To get a user to contribute a review (which takes time) we need to make the process as easy as possible. Making the user create a user account on yet-another-webservice will make this much harder and increase the barrier to participation to the point that very few people would contribute reviews. If anonymous reviewing does not work the plan is to use some kind of attestation service so you can use a GMail or Facebook for confirming your identity. At this point I'm hoping people will just be nice to each other and not abuse the service although this reviewing facility will go away if it starts being misused.


Designing an anonymous service is hard when you have to be resilient against a socially awkward programmer with unusual political ideologies. Obviously when contacting a web service you share your IP address. This isn't enough to uniquely identify a machine and user, which we want for the following reasons:

  1. Allowing users to retract only their own reviews
  2. Stopping users up or down-voting the same review multiple times

A compromise would be to send a hash of two things that identify the user and machine. In GNOME Software we're using a SHA1 hash of the machine-id and the UNIX username along with a salt, although this user_id is only specified as a string and the format is not checked.

When the client requests some comments and sets the user_id hash as generated above the returned reviews have an additional key called user_key. The user key is a SHA1 hash of the user ID sent in the request, along with the application ID and also a secret value. It should be impossible to generate a user_key from a user_id without first requesting the reviews from the server.

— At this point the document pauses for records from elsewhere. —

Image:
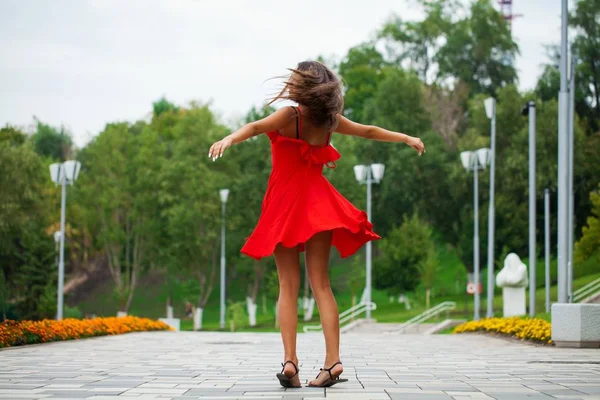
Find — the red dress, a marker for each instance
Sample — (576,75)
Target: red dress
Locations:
(300,201)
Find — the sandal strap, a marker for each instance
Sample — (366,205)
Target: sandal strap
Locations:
(329,370)
(295,367)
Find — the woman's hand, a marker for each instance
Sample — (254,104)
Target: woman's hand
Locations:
(218,148)
(416,144)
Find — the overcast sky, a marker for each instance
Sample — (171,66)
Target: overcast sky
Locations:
(83,63)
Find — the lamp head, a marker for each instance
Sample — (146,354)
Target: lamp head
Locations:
(224,194)
(360,173)
(377,170)
(490,107)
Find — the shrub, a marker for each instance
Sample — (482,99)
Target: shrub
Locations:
(15,333)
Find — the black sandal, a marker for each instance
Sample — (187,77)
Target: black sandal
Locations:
(332,379)
(286,381)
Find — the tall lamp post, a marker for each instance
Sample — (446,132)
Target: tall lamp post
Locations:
(369,174)
(490,111)
(63,174)
(474,161)
(529,109)
(563,160)
(223,194)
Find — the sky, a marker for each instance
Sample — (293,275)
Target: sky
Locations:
(84,63)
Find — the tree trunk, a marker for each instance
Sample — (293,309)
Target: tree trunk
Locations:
(311,309)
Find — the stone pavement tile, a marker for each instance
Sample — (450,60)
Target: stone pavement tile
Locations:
(400,396)
(174,392)
(586,389)
(449,386)
(358,396)
(500,389)
(518,396)
(69,394)
(562,392)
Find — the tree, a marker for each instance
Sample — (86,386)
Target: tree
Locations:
(188,196)
(36,277)
(475,47)
(480,50)
(361,71)
(428,269)
(12,135)
(586,46)
(121,203)
(162,106)
(403,250)
(416,43)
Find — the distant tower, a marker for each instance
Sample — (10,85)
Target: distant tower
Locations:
(506,9)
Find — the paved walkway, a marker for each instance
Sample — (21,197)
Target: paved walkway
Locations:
(188,365)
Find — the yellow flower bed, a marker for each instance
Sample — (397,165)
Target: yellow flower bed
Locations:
(15,333)
(534,329)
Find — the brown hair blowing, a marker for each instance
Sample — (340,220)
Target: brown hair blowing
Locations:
(318,89)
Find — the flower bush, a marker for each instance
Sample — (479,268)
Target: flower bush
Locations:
(534,329)
(15,333)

This prevents an end user just writing a trivial python program that can upvote a specific comment.

To then vote or remove a specific review you need to specify the user_key and user_id values along with the review_id.

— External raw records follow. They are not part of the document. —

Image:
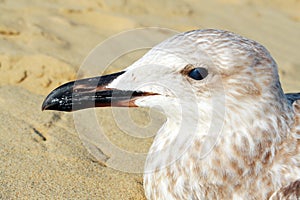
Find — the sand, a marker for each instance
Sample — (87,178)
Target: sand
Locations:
(42,45)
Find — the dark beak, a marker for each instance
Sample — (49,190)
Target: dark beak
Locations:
(89,93)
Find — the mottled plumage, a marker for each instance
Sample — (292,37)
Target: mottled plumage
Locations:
(232,135)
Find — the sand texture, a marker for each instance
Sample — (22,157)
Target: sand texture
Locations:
(42,45)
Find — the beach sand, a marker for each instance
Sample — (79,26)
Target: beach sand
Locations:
(42,45)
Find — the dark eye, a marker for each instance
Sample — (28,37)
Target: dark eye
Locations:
(198,73)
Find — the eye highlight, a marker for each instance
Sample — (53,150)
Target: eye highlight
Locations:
(198,73)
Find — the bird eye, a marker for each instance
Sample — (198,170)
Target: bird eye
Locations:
(198,73)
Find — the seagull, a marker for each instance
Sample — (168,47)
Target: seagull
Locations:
(231,132)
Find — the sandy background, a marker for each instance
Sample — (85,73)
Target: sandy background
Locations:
(42,45)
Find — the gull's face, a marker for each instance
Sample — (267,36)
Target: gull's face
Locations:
(175,73)
(167,82)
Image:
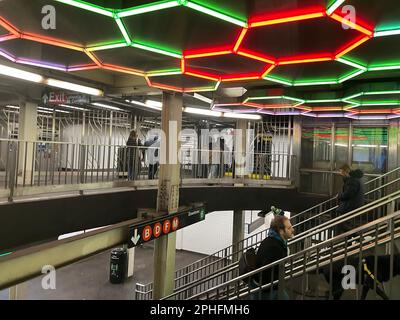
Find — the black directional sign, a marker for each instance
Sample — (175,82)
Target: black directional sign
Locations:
(164,225)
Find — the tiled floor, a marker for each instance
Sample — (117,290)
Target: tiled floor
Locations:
(89,278)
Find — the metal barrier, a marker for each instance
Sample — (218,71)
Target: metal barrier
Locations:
(300,264)
(38,164)
(207,266)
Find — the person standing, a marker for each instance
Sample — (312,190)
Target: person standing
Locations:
(133,155)
(351,197)
(153,156)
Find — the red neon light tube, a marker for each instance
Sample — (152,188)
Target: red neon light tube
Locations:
(352,25)
(351,47)
(240,39)
(267,21)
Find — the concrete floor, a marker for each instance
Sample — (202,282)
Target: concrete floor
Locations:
(88,279)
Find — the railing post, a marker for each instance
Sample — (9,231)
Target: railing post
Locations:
(82,162)
(281,283)
(12,149)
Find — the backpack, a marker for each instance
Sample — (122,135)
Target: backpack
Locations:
(247,263)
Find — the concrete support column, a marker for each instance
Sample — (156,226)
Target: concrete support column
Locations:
(27,132)
(240,149)
(168,193)
(296,160)
(238,233)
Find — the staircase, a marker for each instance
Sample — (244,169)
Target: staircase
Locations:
(305,222)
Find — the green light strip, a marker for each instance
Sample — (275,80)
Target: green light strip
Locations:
(161,73)
(108,46)
(351,76)
(215,14)
(352,64)
(148,8)
(156,50)
(88,6)
(123,31)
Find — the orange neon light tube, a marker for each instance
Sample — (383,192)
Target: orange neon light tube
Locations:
(51,41)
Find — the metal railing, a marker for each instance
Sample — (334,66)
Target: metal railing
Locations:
(226,284)
(37,163)
(300,243)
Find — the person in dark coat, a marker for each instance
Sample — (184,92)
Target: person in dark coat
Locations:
(352,195)
(272,249)
(133,155)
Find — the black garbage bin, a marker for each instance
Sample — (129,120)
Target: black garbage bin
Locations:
(118,265)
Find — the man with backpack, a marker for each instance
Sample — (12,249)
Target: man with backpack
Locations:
(273,248)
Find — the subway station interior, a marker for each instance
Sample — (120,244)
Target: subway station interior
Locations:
(146,146)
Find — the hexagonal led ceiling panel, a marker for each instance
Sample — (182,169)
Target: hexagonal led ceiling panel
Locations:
(301,36)
(137,60)
(27,17)
(223,66)
(44,55)
(318,73)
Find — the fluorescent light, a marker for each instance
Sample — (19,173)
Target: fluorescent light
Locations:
(203,112)
(49,110)
(72,107)
(242,116)
(106,106)
(202,98)
(20,74)
(74,87)
(154,104)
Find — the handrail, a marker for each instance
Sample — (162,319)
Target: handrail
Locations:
(333,198)
(301,253)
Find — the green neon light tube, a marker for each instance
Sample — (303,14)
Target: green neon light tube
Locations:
(148,8)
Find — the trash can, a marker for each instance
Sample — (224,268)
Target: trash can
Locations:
(118,265)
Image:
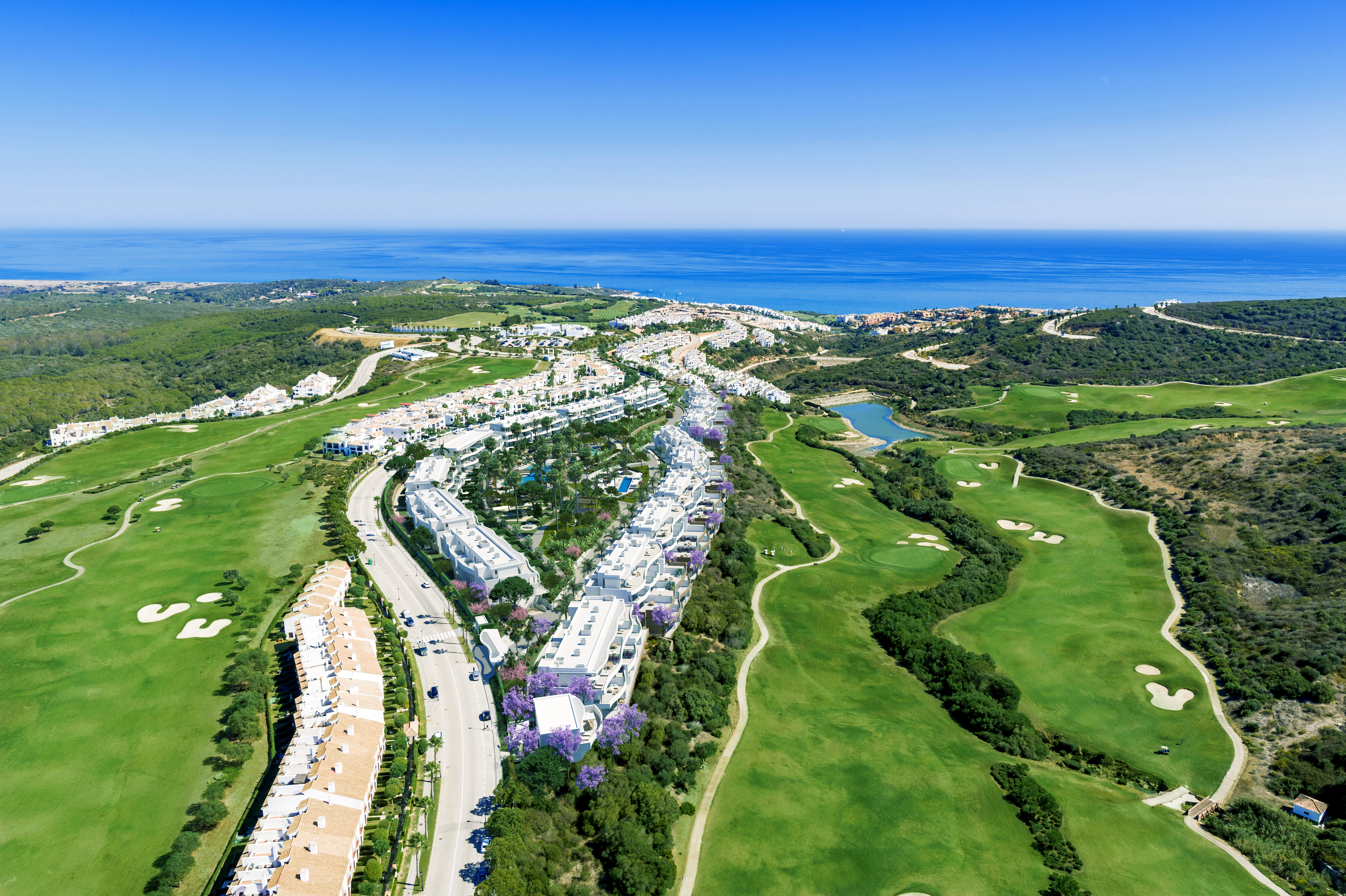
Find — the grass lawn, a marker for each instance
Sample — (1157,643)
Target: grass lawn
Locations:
(851,780)
(1320,397)
(1079,618)
(110,720)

Find the GDPR policy here.


For projects like RHEL where we care very much what comments are shown to paying customers we definitely want reviews to be pre-approved and checked before showing to customers. For admin_distros like Fedora we don't have this luxury and so we're going to rely on the community to self-regulate reviews. Reviews are either up-voted or down-voted according how useful they are along with the nuclear option of marking the review as abusive.

Choosing Reviews for each Application

By specifying the users current locale we can sort the potential application reviews according to a heuristic that we're still working on. Generally we want to prefer useful reviews in the users locale and hide ones that have been marked as abusive, and we also want to indicate the users self-review so they can remove it later if required. We also want to prioritize reviews for the current application version compared to really old versions of these applications.